Em sua fundamentação, Moraes argumentou que a Constituição Federal confere ao Judiciário a atribuição de declarar a perda de mandato de congressistas que tenham sido condenados criminalmente em caráter definitivo (trânsito em julgado). De acordo com o ministro, à Mesa Diretora da Câmara caberia apenas a função de “declarar a perda do mandato, ou seja, editar ato administrativo vinculado”.
Paradoxalmente, em junho do ano corrente, o próprio presidente da Câmara, Hugo Motta (Republicanos-PB), havia manifestado uma opinião alinhada à de Moraes. Na ocasião, ele afirmou que, concluído o julgamento de Zambelli, não lhe competia “colocar isso (a cassação) em votação”. “Já tem a condenação. A decisão judicial tem que ser cumprida”, declarou Motta em um evento realizado em 9 de junho.
Contudo, no dia subsequente, após sofrer pressão da ala bolsonarista no Congresso, Motta reviu sua posição, afirmando que, sim, a Câmara tinha o poder de decidir sobre o assunto. Ele declarou que “O plenário é quem tem a legitimidade desta Casa e ele decide para onde a Casa vai. Ele é soberano e está acima de cada um de nós”.
O processo de Zambelli só chegou à apreciação do plenário seis meses depois, na madrugada de quinta-feira (11/12), em uma sessão com baixo quórum. A votação resultou em 227 votos a favor da cassação, 110 contrários e 10 abstenções. Tal resultado assegurou o mandato da parlamentar, uma vez que eram necessários no mínimo 257 votos para derrubá-la. Durante a votação, Motta ainda tentou convencer os deputados a postergar a análise para o dia seguinte, alegando a baixa presença, mas foi ignorado, resultando na salvação de Zambelli.

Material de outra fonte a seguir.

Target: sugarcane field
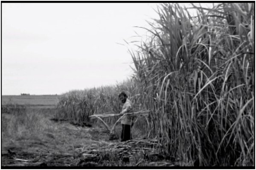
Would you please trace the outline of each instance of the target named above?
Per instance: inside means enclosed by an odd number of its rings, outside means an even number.
[[[217,2],[1,1],[1,169],[255,168],[255,2]]]

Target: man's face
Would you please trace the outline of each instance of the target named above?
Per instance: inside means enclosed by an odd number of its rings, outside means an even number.
[[[124,96],[124,95],[121,95],[120,96],[120,97],[119,97],[119,99],[123,103],[125,103],[126,101],[126,98]]]

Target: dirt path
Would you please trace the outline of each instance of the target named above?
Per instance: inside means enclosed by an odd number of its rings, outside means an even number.
[[[4,121],[11,122],[12,117],[10,114],[2,115]],[[67,122],[50,120],[52,118],[52,115],[44,115],[46,125],[39,130],[18,130],[9,136],[4,132],[2,166],[79,166],[83,158],[78,149],[96,145],[99,141],[109,137],[103,127],[79,127]]]
[[[162,155],[149,156],[140,148],[130,157],[123,154],[134,147],[126,144],[122,148],[124,145],[118,140],[110,141],[109,132],[103,125],[74,125],[51,120],[52,115],[49,111],[32,112],[21,117],[2,114],[2,167],[173,166]],[[24,116],[27,118],[23,119]],[[136,142],[132,142],[134,146]],[[121,148],[121,153],[112,150],[114,146]]]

A resposta do STF veio em menos de 24 horas. Na decisão, Moraes sustentou que, ao submeter a cassação à votação, o plenário da Câmara desrespeitou os artigos 55, III e VI, da Constituição Federal, que dispõem sobre as hipóteses de perda de mandato parlamentar. Ele considerou o ato como “nulo, por evidente inconstitucionalidade”, destacando a violação aos princípios da legalidade, moralidade e impessoalidade, além de um “flagrante desvio de finalidade”.
O veredito de Moraes reavivou o atrito entre os Poderes, ocorrendo logo após um breve período de distensão. Na semana anterior, o ponto focal da discórdia era a definição de quem caberia decidir sobre o afastamento de ministros do STF.
Na quarta-feira (10/12), após negociações com membros do Senado Federal, o ministro Gilmar Mendes suspendeu parcialmente uma liminar que havia sido publicada em 3 de dezembro e tratava da aplicação da Lei do Impeachment a membros da Suprema Corte. Mendes revogou o trecho que atribuía exclusivamente à Procuradoria-Geral da República a competência para apresentar denúncia por crimes de responsabilidade contra os ministros do STF.